The eye problems that metoprolol can cause are eye pain, changes in your vision and blurred vision.
If you have any eye pain, changes in vision or blurred vision when taking metoprolol you should tell your doctor right away as it can indicate a serious issue.
Metoprolol cannot be crushed, broken or chewed or it will not work as it should and can increase risk of side effects and irritation of the mouth and throat.
Always take metoprolol whole with a glass of water although you can open the metoprolol extended release tablets and sprinkle the medicine on soft food such as yogurt, pudding, applesauce etc.
The medications that should never be crushed are coated tablets and the following medications.
Acetaminophen ER (Tylenol 8HR)
Aspirin EC (Ecotrin)
Bisacodyl (Dulcolax)
Alprazolam ER (Xanax XR)
Bupropion ER (Aplenzin, Forfivo XL, Wellbutrin SR/XL)
Oxycodone ER (OxyContin, Xtampza ER)
Morphine sulfate ER (MS Contin)
Amoxicillin / clavulanate ER (Augmentin XR)
ABBATIN.
Diclofenac / Misoprostol.
Rabeprazole.
Cyclobenzaprine.
Aspirin.
Acxion ap.
Akineton delayed
Estradiol/drospirenone.
Angiotrofin delayed.
Farma Leal ASOFLON LP 0.4 mg 30 Caps.
Atemperator.
Hazardous medications.
Modified release medicines.
Not crushing the medicines is of particular importance with hormonal, cytotoxic or steroidal medications.

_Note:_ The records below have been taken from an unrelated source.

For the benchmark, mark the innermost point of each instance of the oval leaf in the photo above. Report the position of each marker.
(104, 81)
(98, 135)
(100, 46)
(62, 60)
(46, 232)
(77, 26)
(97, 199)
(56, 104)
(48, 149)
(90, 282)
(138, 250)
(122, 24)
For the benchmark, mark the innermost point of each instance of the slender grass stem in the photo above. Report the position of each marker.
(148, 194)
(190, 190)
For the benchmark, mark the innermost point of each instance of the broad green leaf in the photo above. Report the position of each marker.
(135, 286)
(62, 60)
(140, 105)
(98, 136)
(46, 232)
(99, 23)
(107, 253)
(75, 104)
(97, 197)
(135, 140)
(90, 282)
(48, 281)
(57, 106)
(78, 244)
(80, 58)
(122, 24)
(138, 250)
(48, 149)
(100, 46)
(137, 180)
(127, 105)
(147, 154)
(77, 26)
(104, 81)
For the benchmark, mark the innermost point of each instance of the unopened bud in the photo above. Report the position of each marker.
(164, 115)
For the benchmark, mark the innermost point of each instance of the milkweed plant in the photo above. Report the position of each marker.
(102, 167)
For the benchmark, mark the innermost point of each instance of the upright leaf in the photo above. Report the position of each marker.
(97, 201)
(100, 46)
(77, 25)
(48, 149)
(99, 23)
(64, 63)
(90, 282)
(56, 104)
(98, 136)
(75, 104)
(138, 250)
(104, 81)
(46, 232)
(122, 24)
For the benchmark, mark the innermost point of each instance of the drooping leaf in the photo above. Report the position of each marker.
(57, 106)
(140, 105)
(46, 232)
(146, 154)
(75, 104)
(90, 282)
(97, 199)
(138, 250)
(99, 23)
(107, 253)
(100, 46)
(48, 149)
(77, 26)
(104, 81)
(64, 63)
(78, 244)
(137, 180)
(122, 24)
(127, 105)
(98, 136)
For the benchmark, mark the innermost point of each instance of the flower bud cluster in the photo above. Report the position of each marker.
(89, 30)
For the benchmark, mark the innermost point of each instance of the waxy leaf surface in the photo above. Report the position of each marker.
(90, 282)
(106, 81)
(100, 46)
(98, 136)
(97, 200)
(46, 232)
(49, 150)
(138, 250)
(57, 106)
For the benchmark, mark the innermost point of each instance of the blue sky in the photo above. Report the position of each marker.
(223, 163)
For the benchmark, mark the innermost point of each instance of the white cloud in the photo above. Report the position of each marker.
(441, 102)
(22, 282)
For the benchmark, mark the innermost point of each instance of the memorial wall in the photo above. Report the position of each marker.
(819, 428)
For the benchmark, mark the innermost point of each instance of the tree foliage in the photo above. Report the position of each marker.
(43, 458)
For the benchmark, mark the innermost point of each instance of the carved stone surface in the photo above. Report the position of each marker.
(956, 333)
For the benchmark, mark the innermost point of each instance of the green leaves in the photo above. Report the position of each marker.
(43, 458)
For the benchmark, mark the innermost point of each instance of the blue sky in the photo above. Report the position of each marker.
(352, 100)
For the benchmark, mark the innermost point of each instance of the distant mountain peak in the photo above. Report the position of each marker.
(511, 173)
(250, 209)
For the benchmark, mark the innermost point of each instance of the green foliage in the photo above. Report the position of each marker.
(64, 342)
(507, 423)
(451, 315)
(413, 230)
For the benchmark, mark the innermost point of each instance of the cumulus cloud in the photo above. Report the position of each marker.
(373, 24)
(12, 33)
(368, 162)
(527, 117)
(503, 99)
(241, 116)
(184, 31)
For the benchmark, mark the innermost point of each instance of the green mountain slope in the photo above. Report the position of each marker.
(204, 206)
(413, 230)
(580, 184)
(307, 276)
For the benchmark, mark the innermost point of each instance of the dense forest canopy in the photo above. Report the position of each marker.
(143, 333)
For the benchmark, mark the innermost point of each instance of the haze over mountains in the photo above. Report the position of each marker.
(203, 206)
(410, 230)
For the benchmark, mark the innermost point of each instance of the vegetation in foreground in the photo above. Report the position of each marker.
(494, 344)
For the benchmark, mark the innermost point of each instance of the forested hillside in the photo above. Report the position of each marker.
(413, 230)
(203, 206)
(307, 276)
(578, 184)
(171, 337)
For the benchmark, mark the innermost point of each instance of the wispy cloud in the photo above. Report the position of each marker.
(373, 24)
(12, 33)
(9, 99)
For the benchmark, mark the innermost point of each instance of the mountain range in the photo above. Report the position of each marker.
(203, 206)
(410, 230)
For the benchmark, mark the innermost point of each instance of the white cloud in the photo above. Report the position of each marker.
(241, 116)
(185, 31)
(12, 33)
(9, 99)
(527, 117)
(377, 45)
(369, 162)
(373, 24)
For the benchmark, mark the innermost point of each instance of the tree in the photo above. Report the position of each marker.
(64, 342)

If the tablet is crushed, the drug may go into the air and the dose inadvertently be received by the administrating nurse or carer.
Crushing extended-release meds can result in administration of a large dose all at once.

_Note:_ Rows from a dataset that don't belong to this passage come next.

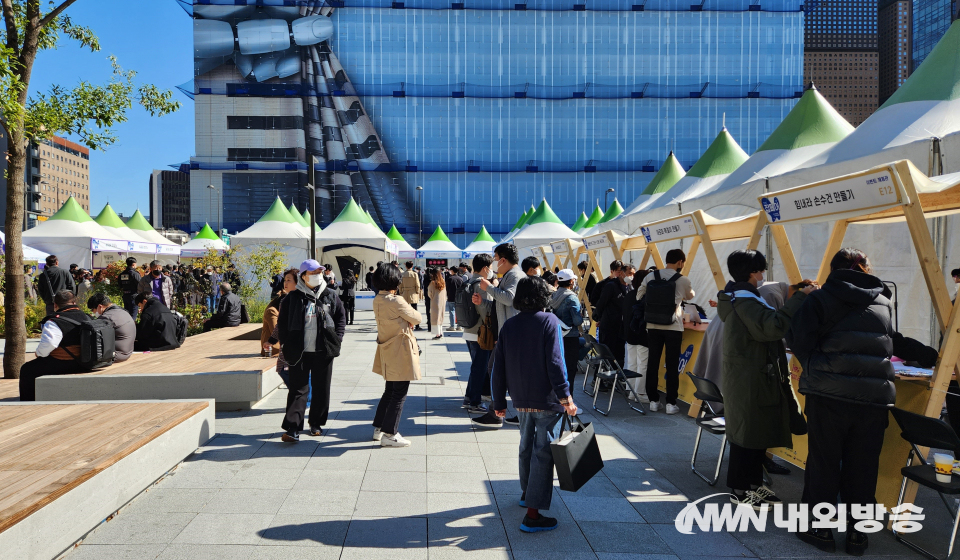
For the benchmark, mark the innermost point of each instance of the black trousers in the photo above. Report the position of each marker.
(387, 417)
(844, 442)
(30, 371)
(317, 368)
(660, 341)
(745, 467)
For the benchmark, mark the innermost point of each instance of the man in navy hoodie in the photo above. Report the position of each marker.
(537, 382)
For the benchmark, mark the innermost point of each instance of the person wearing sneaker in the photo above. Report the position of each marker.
(397, 358)
(537, 383)
(755, 380)
(844, 338)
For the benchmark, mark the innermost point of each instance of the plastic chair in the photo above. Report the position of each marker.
(708, 392)
(922, 431)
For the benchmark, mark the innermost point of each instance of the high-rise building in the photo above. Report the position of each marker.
(840, 55)
(488, 105)
(895, 45)
(169, 199)
(931, 18)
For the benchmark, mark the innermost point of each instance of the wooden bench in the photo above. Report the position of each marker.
(65, 467)
(224, 365)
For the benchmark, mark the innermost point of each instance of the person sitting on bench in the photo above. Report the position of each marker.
(157, 329)
(228, 310)
(59, 345)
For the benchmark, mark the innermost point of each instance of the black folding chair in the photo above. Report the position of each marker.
(922, 431)
(708, 392)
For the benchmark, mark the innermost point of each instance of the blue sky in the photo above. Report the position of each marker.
(155, 38)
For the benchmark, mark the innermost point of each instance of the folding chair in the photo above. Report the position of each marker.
(708, 392)
(610, 370)
(922, 431)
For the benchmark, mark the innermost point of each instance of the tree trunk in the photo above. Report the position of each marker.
(14, 324)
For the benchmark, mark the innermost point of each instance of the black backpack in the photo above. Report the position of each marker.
(97, 343)
(659, 303)
(467, 314)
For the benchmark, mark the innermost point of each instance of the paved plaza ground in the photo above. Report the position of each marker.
(451, 495)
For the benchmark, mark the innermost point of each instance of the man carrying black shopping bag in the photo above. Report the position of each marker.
(537, 382)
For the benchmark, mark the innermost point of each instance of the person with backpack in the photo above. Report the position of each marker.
(662, 292)
(59, 344)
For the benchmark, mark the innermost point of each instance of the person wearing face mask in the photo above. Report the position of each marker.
(310, 328)
(158, 285)
(124, 327)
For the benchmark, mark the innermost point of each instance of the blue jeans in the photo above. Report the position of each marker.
(537, 431)
(478, 371)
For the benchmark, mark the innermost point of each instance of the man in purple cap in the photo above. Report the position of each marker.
(310, 328)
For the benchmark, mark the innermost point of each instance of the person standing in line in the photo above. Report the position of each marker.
(537, 383)
(566, 306)
(310, 328)
(437, 296)
(397, 358)
(843, 336)
(666, 338)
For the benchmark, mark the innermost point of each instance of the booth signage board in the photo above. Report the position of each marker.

Crushing delayed-release meds can alter the mechanism designed to protect the drug from gastric acids or prevent gastric mucosal irritation.

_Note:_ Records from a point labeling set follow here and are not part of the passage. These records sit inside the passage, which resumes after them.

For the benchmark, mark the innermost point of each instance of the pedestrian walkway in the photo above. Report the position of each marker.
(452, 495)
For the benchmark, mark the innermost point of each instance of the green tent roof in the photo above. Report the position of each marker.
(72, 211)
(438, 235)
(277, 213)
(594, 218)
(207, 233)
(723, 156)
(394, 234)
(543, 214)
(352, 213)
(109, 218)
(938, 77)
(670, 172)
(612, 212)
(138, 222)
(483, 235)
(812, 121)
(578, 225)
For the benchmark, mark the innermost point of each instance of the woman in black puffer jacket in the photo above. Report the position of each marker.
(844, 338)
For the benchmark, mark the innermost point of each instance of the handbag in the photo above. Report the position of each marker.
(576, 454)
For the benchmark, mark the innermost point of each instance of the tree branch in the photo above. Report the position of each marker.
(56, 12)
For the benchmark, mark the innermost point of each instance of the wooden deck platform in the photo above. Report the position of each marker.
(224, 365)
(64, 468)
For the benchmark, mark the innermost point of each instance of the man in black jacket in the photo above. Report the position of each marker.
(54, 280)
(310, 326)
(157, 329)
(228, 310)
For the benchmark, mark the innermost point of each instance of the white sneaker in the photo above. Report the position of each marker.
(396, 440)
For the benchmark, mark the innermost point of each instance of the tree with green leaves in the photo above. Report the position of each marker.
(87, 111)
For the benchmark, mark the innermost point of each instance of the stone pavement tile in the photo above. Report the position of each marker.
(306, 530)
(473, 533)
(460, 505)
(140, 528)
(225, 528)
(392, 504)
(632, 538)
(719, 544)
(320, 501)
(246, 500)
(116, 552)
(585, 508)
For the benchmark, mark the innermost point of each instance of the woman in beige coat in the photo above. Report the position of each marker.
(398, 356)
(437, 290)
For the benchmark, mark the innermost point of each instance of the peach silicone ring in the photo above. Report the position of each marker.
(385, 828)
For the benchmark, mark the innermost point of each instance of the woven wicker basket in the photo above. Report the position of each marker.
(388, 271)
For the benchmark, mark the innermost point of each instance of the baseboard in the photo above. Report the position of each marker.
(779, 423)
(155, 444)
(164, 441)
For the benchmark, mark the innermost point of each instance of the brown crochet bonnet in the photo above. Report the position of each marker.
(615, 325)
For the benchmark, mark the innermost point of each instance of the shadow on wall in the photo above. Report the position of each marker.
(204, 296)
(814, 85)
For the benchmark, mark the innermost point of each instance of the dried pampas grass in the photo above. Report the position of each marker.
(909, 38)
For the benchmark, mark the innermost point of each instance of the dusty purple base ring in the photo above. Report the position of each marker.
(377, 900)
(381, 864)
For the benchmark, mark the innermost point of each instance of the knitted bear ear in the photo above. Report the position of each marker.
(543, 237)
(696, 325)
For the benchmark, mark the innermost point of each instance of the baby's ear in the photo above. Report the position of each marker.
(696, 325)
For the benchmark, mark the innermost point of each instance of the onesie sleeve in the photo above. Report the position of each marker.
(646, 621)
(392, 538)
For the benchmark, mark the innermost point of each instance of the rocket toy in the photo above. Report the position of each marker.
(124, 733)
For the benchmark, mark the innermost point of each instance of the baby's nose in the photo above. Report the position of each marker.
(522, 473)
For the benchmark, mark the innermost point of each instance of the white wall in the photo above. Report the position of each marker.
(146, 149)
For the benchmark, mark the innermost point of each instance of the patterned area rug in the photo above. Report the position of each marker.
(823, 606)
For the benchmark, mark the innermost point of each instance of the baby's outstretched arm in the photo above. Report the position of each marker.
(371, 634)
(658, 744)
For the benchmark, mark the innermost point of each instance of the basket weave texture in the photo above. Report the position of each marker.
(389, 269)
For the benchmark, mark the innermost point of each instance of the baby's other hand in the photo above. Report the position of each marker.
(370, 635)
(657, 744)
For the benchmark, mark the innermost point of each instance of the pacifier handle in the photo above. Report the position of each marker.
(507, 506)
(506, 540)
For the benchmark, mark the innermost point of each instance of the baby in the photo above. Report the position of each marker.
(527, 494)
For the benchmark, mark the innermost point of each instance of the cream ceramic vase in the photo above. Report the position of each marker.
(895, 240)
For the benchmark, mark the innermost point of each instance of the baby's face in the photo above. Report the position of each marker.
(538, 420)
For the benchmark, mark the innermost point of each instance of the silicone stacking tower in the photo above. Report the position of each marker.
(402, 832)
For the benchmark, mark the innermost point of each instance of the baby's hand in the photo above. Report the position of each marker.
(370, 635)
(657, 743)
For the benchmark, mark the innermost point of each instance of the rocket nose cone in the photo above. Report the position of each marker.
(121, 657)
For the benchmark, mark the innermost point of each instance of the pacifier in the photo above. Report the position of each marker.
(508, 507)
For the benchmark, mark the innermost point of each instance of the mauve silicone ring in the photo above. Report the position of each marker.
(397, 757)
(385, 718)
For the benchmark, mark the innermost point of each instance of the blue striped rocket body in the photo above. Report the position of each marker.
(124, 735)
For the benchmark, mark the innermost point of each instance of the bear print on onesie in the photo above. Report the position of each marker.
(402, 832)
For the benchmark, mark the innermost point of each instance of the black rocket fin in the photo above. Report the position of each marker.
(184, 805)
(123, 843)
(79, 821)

Crushing sublingual or buccal tabs can alter effectiveness.
Medications may be inappropriate to crush if they have enteric or slow-release coatings; are sublingual or buccal formulations; have the potential to irritate the skin or mouth when crushed; have antineoplastic, cytotoxic, or teratogenic properties; or have a potentially unacceptable taste.
Crushing enteric coated tablets may result in the drug being released too early, destroyed by stomach acid, or irritating the stomach lining.
In general, manipulation of enteric coated and extended-release formulations is not, therefore, recommended.